Effectiveness and Optimization of Low-Sodium Oxybate in Participants With Narcolepsy Switching From High-Sodium Oxybate: Interim Data from the Substitution of Equal Grams of Uninterrupted Xyrem to Xywav (SEGUE) Study
Eileen Leary1, Todd Kirby1, Roman Skowronski1, Kevin Xu1, Craig Pfister1, Wayne Macfadden1
1Jazz Pharmaceuticals
Objective:
The SEGUE study examines safety, tolerability, effectiveness, and treatment optimization in participants with narcolepsy transitioning from sodium oxybate (SXB) to lower-sodium oxybate (LXB; Xywav®).
Background:
LXB contains 92% less sodium than SXB and is approved for treating cataplexy or excessive daytime sleepiness (EDS) in patients with narcolepsy (≥7 years of age).
Design/Methods:
Eligible participants in this ongoing, multicenter, open-label study (NCT04794491) are adults with narcolepsy (type 1 or 2) on an SXB stable dose (maximum 9 g/night; no single dose >6 g) and regimen (once, twice, or thrice nightly).
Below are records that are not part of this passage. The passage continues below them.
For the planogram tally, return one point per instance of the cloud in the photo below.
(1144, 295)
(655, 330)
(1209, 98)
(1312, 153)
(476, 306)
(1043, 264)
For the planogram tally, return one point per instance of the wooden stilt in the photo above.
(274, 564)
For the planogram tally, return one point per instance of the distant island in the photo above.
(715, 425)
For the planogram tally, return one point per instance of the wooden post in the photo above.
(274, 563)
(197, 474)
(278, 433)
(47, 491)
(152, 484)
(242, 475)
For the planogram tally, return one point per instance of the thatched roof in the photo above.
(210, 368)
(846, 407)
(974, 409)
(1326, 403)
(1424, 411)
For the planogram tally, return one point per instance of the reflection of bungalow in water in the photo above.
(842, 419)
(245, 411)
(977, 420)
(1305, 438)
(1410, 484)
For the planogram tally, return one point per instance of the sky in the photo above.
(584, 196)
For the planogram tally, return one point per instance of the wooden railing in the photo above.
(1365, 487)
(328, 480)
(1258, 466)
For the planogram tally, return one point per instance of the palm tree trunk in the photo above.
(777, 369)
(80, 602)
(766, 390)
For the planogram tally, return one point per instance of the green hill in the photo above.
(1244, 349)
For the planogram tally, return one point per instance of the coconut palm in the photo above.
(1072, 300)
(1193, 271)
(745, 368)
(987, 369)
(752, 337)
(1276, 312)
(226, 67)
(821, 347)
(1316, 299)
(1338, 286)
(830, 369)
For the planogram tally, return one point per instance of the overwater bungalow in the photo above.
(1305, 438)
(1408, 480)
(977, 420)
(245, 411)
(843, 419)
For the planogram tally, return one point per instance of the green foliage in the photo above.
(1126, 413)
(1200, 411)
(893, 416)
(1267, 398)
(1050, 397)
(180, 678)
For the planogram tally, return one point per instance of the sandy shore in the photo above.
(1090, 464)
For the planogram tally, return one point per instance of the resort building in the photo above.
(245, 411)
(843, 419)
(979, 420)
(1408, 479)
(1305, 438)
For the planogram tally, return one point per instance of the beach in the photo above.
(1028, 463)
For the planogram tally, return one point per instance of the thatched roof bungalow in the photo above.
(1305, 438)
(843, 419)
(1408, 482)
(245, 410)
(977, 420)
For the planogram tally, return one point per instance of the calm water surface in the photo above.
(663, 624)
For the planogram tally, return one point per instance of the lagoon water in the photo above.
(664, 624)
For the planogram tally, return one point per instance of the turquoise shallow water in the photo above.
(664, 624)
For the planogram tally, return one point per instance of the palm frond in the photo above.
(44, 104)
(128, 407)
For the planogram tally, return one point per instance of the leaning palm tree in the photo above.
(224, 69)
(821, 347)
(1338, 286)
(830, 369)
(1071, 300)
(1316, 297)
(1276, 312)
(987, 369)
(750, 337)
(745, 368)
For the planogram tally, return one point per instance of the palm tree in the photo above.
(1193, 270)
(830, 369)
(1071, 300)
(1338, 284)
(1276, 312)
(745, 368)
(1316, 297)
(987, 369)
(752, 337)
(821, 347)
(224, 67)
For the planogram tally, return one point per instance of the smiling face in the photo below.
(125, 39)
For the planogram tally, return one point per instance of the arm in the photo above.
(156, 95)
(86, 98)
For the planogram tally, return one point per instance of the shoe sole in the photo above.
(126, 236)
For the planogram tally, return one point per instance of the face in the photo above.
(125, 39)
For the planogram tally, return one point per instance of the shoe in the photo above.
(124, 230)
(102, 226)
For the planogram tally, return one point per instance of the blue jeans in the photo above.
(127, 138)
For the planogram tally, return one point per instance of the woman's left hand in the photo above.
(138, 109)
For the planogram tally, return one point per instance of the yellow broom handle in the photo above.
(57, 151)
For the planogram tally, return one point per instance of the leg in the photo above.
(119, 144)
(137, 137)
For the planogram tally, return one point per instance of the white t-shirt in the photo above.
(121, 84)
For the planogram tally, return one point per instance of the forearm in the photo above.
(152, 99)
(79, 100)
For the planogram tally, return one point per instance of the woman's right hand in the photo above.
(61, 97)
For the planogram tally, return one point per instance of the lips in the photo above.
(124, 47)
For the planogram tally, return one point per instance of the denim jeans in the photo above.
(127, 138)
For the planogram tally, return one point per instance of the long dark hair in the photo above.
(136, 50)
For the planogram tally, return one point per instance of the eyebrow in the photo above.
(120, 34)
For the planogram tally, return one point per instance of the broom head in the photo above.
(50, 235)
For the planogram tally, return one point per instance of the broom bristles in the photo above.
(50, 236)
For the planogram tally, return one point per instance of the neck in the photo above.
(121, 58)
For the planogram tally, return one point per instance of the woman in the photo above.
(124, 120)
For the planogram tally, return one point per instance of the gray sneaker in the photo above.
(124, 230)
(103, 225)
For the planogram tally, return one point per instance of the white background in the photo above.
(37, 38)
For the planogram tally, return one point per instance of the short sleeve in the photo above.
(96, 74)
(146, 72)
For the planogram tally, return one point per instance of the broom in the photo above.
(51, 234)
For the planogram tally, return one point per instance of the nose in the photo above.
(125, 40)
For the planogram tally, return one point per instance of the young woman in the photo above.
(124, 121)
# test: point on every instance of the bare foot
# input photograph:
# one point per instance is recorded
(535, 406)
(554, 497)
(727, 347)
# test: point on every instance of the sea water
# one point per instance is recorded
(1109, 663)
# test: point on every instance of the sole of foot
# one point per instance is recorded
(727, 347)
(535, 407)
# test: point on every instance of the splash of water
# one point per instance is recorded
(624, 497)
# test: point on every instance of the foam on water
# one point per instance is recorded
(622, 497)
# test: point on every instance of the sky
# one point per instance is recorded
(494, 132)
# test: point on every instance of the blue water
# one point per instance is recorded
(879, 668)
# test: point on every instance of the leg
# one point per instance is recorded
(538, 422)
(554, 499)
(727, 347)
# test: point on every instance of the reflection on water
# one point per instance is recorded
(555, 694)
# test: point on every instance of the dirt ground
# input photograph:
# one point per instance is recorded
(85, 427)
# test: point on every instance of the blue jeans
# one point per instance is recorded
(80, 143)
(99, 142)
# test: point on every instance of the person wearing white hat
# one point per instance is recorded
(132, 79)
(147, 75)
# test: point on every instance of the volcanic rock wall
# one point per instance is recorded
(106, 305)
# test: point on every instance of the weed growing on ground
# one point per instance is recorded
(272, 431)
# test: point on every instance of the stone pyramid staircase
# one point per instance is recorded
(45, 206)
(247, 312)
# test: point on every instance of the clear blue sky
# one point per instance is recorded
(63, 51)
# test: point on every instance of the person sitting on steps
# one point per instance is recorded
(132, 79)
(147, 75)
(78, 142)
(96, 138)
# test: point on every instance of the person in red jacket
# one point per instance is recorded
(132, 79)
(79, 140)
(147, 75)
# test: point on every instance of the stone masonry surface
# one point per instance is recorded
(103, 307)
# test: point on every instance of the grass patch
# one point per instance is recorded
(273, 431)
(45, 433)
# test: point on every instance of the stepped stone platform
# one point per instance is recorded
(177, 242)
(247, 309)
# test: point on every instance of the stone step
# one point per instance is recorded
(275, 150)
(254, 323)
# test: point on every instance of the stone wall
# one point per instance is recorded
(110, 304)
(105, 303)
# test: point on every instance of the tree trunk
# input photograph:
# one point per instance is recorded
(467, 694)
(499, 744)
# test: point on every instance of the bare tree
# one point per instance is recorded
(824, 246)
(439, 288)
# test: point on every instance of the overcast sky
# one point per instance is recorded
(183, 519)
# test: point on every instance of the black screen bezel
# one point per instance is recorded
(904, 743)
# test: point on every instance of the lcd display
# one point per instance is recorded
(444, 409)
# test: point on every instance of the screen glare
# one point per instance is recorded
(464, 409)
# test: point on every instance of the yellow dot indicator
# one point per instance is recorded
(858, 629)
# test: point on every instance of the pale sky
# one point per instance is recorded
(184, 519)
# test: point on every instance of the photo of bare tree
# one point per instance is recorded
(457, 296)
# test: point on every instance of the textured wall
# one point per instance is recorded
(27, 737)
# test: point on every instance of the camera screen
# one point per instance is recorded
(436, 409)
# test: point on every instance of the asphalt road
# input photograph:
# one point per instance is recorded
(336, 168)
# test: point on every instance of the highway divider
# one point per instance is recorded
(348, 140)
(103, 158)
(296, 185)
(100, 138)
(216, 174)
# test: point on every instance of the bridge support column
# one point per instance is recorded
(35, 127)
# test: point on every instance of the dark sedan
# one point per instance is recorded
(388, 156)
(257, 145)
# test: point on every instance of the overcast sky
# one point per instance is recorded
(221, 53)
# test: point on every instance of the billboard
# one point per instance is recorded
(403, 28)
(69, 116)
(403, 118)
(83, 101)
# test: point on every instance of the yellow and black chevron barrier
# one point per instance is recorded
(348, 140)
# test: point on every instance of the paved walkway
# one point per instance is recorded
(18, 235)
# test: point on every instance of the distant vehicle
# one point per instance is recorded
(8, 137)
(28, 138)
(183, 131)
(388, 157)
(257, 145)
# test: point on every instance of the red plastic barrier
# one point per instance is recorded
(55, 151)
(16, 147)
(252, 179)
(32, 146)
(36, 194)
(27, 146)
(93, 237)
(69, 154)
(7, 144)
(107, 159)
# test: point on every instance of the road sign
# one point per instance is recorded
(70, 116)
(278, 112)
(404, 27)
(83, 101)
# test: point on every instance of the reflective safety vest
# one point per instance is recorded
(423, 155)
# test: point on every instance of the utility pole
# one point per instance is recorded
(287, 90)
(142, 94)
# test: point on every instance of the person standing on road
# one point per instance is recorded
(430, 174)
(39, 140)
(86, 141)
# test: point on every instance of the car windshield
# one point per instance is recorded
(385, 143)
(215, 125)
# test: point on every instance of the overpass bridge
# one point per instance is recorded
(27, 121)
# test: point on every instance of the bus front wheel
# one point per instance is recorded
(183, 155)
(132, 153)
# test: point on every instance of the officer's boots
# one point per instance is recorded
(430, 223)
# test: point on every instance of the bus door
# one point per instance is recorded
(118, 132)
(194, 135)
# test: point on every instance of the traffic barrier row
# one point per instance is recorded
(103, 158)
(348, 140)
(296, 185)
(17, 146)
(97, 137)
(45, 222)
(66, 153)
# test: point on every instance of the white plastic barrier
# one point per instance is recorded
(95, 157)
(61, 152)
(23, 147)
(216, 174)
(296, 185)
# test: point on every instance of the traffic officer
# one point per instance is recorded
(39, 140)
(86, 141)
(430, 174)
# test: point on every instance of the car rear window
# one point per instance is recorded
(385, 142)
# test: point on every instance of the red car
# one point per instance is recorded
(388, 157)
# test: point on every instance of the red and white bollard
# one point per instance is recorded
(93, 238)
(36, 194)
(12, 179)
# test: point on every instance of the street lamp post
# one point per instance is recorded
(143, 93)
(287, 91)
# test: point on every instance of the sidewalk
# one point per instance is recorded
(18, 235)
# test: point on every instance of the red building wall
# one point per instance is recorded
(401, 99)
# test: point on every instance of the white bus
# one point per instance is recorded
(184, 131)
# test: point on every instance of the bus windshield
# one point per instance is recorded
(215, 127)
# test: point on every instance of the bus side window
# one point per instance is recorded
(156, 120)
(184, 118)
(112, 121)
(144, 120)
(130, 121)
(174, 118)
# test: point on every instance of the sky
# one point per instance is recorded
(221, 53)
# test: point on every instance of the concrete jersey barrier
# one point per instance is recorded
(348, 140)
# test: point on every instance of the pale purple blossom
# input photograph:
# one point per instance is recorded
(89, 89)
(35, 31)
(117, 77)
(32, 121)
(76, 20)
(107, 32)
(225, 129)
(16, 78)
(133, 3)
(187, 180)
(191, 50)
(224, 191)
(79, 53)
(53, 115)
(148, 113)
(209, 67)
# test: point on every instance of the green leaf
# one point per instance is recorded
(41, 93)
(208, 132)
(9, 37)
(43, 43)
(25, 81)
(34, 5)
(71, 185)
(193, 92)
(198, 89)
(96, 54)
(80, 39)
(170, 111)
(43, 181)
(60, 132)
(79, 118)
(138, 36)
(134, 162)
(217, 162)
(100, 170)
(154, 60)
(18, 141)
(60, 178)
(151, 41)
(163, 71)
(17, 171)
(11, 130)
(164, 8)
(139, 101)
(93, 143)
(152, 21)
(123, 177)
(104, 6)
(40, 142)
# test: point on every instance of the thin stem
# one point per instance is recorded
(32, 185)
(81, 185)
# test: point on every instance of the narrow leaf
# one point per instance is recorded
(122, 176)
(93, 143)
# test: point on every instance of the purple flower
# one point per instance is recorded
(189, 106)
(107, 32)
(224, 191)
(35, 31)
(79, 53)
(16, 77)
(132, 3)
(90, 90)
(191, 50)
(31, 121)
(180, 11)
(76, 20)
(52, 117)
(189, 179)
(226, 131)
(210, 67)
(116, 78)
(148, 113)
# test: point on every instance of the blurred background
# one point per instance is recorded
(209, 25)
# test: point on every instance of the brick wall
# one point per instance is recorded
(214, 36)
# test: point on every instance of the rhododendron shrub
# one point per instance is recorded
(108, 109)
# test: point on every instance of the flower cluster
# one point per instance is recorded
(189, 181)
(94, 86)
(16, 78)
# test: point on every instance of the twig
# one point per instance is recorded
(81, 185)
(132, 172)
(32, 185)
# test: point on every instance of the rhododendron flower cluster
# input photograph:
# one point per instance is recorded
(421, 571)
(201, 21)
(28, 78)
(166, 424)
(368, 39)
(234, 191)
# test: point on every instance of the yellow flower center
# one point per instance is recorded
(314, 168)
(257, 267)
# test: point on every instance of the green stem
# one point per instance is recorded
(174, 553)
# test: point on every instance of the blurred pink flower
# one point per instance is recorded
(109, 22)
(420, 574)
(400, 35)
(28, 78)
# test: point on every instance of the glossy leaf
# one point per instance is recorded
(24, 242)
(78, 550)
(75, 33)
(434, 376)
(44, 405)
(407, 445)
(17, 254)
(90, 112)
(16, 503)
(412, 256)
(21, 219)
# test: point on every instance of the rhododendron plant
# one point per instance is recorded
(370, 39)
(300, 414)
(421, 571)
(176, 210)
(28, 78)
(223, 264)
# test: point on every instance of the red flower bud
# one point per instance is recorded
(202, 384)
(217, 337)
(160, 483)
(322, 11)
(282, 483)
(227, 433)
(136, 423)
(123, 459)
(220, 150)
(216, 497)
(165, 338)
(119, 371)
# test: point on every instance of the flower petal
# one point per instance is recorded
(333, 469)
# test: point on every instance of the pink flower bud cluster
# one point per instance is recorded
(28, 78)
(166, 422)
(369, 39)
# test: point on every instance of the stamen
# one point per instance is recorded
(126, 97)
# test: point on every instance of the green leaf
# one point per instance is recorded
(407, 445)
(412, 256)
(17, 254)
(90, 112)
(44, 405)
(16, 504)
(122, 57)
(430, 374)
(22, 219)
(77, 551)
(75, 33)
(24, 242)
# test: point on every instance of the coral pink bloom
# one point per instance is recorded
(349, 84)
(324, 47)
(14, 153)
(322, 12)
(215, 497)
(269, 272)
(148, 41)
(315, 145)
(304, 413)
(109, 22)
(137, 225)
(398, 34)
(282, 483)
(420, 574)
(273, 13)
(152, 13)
After 2 weeks on SXB (baseline period), participants switch to the same LXB dose/regimen (intervention period; 6 weeks). If needed, LXB dose/regimen is titrated to optimize efficacy/tolerability. Assessments include the Patient Global Impression of Change (PGIc), forced preference questionnaire (FPQ), and ease of switching medication scale (EOSMS; all collected at end of treatment/early discontinuation). An interim analysis (first 24 completers) is reported.
Results:

Most participants were White (92%); 54% were female; mean (SD) age was 45.5 (16.20) years. Starting and ending (end of treatment/early discontinuation) median total nightly doses of LXB were both 9.0 g. Most participants took LXB twice nightly (88%). Twenty-two participants completed the transition period; mean (SD) time to optimized dose was 1.4 (1.56) days, and median (range) number of dose/regimen changes was 0.0 (0, 1). At end of treatment/early discontinuation, most reported improvement (very much/much/minimal; 57%) or no change (43%) in narcolepsy symptoms on the PGIc, preferred LXB over SXB on the FPQ (86%), and reported the transition was easy (easy/extremely easy/not difficult at all) on the EOSMS (91%). Most treatment-emergent adverse events reported were mild to moderate.

Conclusions:
Participants switched from SXB to LXB with minimal modifications of dose/regimen and reported the transition was easy. Efficacy of oxybate treatment was maintained or improved, and most participants preferred LXB over SXB.